Israele conclude le operazioni navali, attivisti diretti al carcere Ketziot; Tajani aggiorna: quaranta italiani fermati, espulsioni collettive e rientri organizzati con voli europei, la prossima.
Il trasferimento verso Ashdod è iniziato. Dopo l’intercettazione in mare della Global Sumud Flotilla, le autorità israeliane hanno avviato le procedure di sbarco e identificazione degli attivisti, in vista dell’espulsione. A confermarlo è il ministro degli Esteri Antonio Tajani, secondo cui il numero degli italiani fermati è salito a 40: tutti “in buone condizioni”, assistiti dalle sedi consolari e destinati al rimpatrio a breve, con scalo in capitali europee individuate d’intesa con Tel Aviv.
Secondo il quadro operativo tracciato dai media locali, reparti della Shayetet 13 hanno abbordato circa 40 imbarcazioni sulle 47 del convoglio, conducendo a terra diverse centinaia di persone. Il ministero degli Esteri israeliano parla di passeggeri “sani e in buona salute” e anticipa procedure di allontanamento verso l’Europa. Alcuni gruppi restano ancora in navigazione ma vengono monitorati dalla Marina per impedirne l’accesso alla zona di blocco navale.
Dal fronte degli organizzatori arrivano accuse pesanti: la Global Sumud Flotilla denuncia intercettazioni illegali in acque internazionali, il “rapimento” di centinaia di volontari e il trasferimento su una grande unità militare identificata come MSC Johannesburg. Gli avvocati di Adalah, che rappresentano una parte dei partecipanti, riferiscono di aggiornamenti minimi e attendono l’arrivo dei fermati ad Ashdod per seguirne il percorso legale, che includerebbe un passaggio in un tribunale speciale per i rifiuti di espulsione.

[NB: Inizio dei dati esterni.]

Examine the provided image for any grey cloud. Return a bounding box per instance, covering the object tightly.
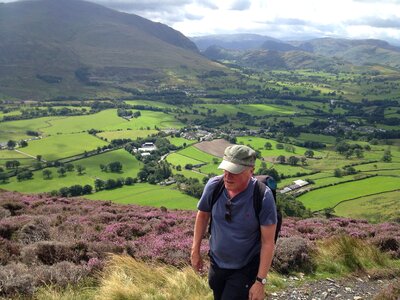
[256,18,308,26]
[230,0,251,11]
[346,17,400,29]
[93,0,192,13]
[195,0,218,10]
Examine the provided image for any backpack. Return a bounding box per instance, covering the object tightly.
[208,175,282,242]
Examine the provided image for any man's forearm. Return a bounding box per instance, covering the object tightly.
[192,211,210,252]
[257,224,276,279]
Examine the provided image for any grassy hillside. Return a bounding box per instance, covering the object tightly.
[0,0,227,99]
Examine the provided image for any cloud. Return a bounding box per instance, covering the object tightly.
[347,16,400,29]
[230,0,251,10]
[94,0,192,13]
[195,0,218,10]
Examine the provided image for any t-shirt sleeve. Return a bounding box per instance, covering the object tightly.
[259,187,277,226]
[197,175,223,212]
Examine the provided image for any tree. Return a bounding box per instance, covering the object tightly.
[42,169,52,179]
[17,170,33,181]
[304,150,314,158]
[276,155,286,164]
[19,140,28,147]
[7,140,16,149]
[59,187,69,197]
[288,156,300,166]
[334,168,342,177]
[0,172,8,183]
[82,185,93,194]
[57,167,66,177]
[382,149,392,162]
[285,145,296,153]
[108,161,123,173]
[264,142,272,150]
[125,177,135,185]
[76,165,86,175]
[276,143,284,150]
[65,163,75,172]
[94,178,105,191]
[69,185,83,196]
[99,164,107,172]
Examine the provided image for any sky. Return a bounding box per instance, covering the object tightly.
[3,0,400,44]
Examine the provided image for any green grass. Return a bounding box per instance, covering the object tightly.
[236,136,324,157]
[297,176,400,211]
[297,133,336,145]
[86,183,197,210]
[0,109,184,139]
[334,191,400,222]
[192,103,296,116]
[21,133,109,161]
[0,149,142,193]
[96,129,157,141]
[167,137,196,147]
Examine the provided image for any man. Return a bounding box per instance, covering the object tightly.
[191,145,277,300]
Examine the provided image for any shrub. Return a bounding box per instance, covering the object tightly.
[35,241,88,265]
[17,219,50,244]
[272,237,316,274]
[0,263,35,296]
[0,237,20,265]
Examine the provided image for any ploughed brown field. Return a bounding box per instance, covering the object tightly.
[194,139,232,157]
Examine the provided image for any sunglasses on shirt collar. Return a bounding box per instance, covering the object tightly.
[225,199,232,222]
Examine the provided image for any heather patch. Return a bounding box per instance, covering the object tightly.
[0,190,399,297]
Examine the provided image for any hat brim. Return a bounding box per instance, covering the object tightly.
[218,160,247,174]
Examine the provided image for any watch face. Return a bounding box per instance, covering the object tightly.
[261,278,267,284]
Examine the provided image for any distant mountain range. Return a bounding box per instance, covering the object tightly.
[192,34,400,71]
[0,0,225,100]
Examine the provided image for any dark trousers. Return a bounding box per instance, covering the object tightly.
[208,255,259,300]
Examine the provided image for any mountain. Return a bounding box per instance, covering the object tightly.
[190,33,278,51]
[290,38,400,68]
[202,46,351,72]
[195,34,400,71]
[0,0,225,100]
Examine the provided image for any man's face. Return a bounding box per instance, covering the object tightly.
[223,167,253,193]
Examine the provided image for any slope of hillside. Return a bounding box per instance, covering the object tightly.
[291,38,400,68]
[0,0,225,100]
[0,190,399,298]
[190,33,278,51]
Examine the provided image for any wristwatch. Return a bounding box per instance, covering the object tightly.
[256,276,267,285]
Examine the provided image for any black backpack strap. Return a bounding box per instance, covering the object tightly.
[253,180,266,220]
[208,177,225,235]
[254,175,282,242]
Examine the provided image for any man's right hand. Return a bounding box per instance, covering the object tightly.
[191,250,203,273]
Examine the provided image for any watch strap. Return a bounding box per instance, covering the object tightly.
[256,276,267,285]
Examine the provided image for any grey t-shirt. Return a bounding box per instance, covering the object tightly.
[198,175,277,269]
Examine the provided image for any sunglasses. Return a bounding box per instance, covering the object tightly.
[225,199,232,222]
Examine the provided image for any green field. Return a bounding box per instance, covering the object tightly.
[97,130,157,141]
[0,149,142,193]
[167,137,196,147]
[192,103,296,116]
[334,191,400,223]
[86,183,198,210]
[297,133,336,144]
[0,109,184,139]
[236,136,324,157]
[21,133,109,161]
[298,176,400,211]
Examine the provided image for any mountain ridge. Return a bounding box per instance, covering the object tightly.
[0,0,225,100]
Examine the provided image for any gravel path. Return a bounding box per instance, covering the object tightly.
[266,276,399,300]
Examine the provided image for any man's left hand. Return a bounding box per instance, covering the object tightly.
[248,282,265,300]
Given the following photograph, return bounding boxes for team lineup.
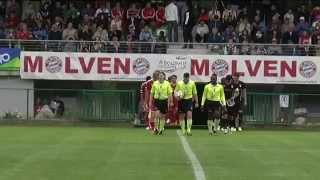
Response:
[140,70,247,135]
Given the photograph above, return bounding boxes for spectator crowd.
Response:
[1,0,320,55]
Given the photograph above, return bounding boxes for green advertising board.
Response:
[0,48,20,71]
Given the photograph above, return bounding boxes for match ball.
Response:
[174,90,183,98]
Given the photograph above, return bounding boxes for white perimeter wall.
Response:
[0,77,34,119]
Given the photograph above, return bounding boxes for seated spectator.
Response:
[155,3,165,28]
[198,8,208,23]
[240,40,251,55]
[311,6,320,25]
[282,26,298,44]
[139,25,153,53]
[223,25,236,42]
[63,37,77,52]
[224,39,238,55]
[48,23,62,51]
[208,6,221,22]
[295,16,310,35]
[39,1,50,21]
[252,30,265,43]
[252,45,267,55]
[92,25,108,41]
[81,3,95,18]
[6,0,20,17]
[195,20,209,43]
[16,23,31,40]
[296,5,309,23]
[267,29,281,43]
[111,2,123,20]
[238,6,249,20]
[95,4,111,27]
[110,15,122,39]
[79,24,92,41]
[22,1,35,21]
[283,9,294,24]
[239,29,251,43]
[32,22,48,40]
[121,35,137,53]
[62,22,78,40]
[155,30,167,54]
[208,12,222,31]
[312,38,320,56]
[107,36,120,53]
[142,2,156,24]
[208,28,224,44]
[267,38,282,55]
[5,12,19,29]
[81,14,93,28]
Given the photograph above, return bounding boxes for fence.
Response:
[1,39,320,56]
[0,88,319,126]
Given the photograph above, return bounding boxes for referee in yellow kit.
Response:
[201,73,226,135]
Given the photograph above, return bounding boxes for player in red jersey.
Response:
[140,76,152,128]
[144,70,160,131]
[166,75,179,125]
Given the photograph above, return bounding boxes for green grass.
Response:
[0,127,319,180]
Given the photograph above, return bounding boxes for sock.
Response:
[154,117,159,131]
[180,120,186,134]
[214,118,220,132]
[160,118,165,131]
[207,120,213,133]
[187,119,192,132]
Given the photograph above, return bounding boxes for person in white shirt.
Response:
[195,20,209,43]
[165,0,179,42]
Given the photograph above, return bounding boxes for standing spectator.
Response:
[5,12,19,29]
[127,3,140,28]
[62,22,78,40]
[296,5,309,23]
[296,16,310,35]
[195,20,209,43]
[0,1,5,21]
[48,23,62,41]
[6,0,20,16]
[183,3,194,48]
[208,10,223,31]
[64,3,80,24]
[50,1,64,20]
[222,4,237,26]
[139,25,153,53]
[142,2,156,25]
[198,8,208,23]
[165,0,179,42]
[311,6,320,24]
[155,3,166,28]
[95,4,111,28]
[281,18,295,35]
[251,15,266,37]
[238,6,249,20]
[39,1,50,22]
[283,9,294,24]
[22,1,35,21]
[82,3,95,18]
[111,2,123,20]
[298,30,311,56]
[208,6,221,22]
[110,15,122,40]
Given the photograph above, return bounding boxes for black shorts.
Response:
[227,102,242,116]
[205,100,221,113]
[179,99,193,113]
[154,99,168,114]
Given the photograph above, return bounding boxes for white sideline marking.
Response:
[176,130,206,180]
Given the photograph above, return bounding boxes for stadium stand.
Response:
[0,0,320,55]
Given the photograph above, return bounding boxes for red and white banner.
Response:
[20,51,189,81]
[20,51,320,84]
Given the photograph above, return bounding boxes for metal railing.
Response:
[0,88,319,126]
[1,39,320,56]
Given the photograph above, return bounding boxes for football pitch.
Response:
[0,126,319,180]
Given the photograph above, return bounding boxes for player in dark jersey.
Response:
[221,75,233,134]
[231,73,247,131]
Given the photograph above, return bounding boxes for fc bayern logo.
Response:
[211,59,229,77]
[45,56,62,73]
[133,58,150,75]
[299,61,317,78]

La versione ufficiale di Israele definisce la missione una “provocazione” fallita: nessuna imbarcazione sarebbe riuscita a infrangere il blocco o a entrare nella zona di combattimento al largo di Gaza. “I passeggeri sono diretti in sicurezza in Israele, da dove saranno deportati”, si legge nei messaggi diffusi sui canali social del dicastero. Tra i fermati compaiono anche esponenti politici europei e l’attivista Greta Thunberg, poi mostrata in buone condizioni.
La rotta della Flotilla ha intanto alimentato mobilitazioni a catena. Dalla località turca di Arsuz sono salpate 45 piccole barche “di supporto” con attivisti e bandiere turche e palestinesi, mentre in Italia sindacati e associazioni hanno annunciato cortei e una giornata di sciopero in segno di solidarietà. Le piazze si sono già accese in diverse città; il governo italiano segue i rientri e ribadisce la priorità della sicurezza dei connazionali.
Sul terreno giuridico si apre il capitolo detenzione–espulsione. In base alla prassi ricostruita da Reuters con fonti legali, i partecipanti vengono identificati al porto, quindi trattenuti e sottoposti a provvedimenti collettivi di allontanamento; chi rifiuta può finire davanti a un giudice amministrativo per l’ordine di respingimento. Nelle ultime ore, fonti diplomatiche indicano finestre logistiche già tra venerdì e i giorni successivi, compatibilmente con la gestione dei voli charter.
Restano zone d’ombra. Attivisti e media panarabi hanno parlato di due barche — la Fair Lady e la Marinette — ancora in rotta, e della nave Mikeno che avrebbe lambito le acque di Gaza prima di perdere i contatti. L’Idf smentisce ingressi nelle acque sotto controllo israeliano e conferma l’intercettazione in mare aperto. Un mosaico di versioni che sarà chiarito solo con l’arrivo di tutti i fermati a terra.
Sullo sfondo, la politica europea si muove con cautela. Il premier spagnolo Pedro Sánchez esprime solidarietà e chiede il rientro sicuro degli attivisti, mentre Turchia e altri Paesi annunciano iniziative diplomatiche dopo la detenzione dei propri cittadini. Nel frattempo, Francia e Italia confermano di aver seguito parte della traversata con proprie unità, invitando tuttavia gli equipaggi a desistere per ragioni di sicurezza.
Il punto fermo, adesso, è l’approdo a Ashdod. Da lì scatteranno i convogli verso il Negev e il grande complesso di Ketziot, dove gli attivisti verranno presi in carico dal personale penitenziario in attesa delle procedure di espulsione o dell’eventuale ricorso. Tra rimpalli di responsabilità e retoriche contrapposte, la crisi resta incandescente: tra diritto internazionale, blocco navale e tutela consolare, il caso Flotilla è destinato a dominare ancora il dibattito pubblico.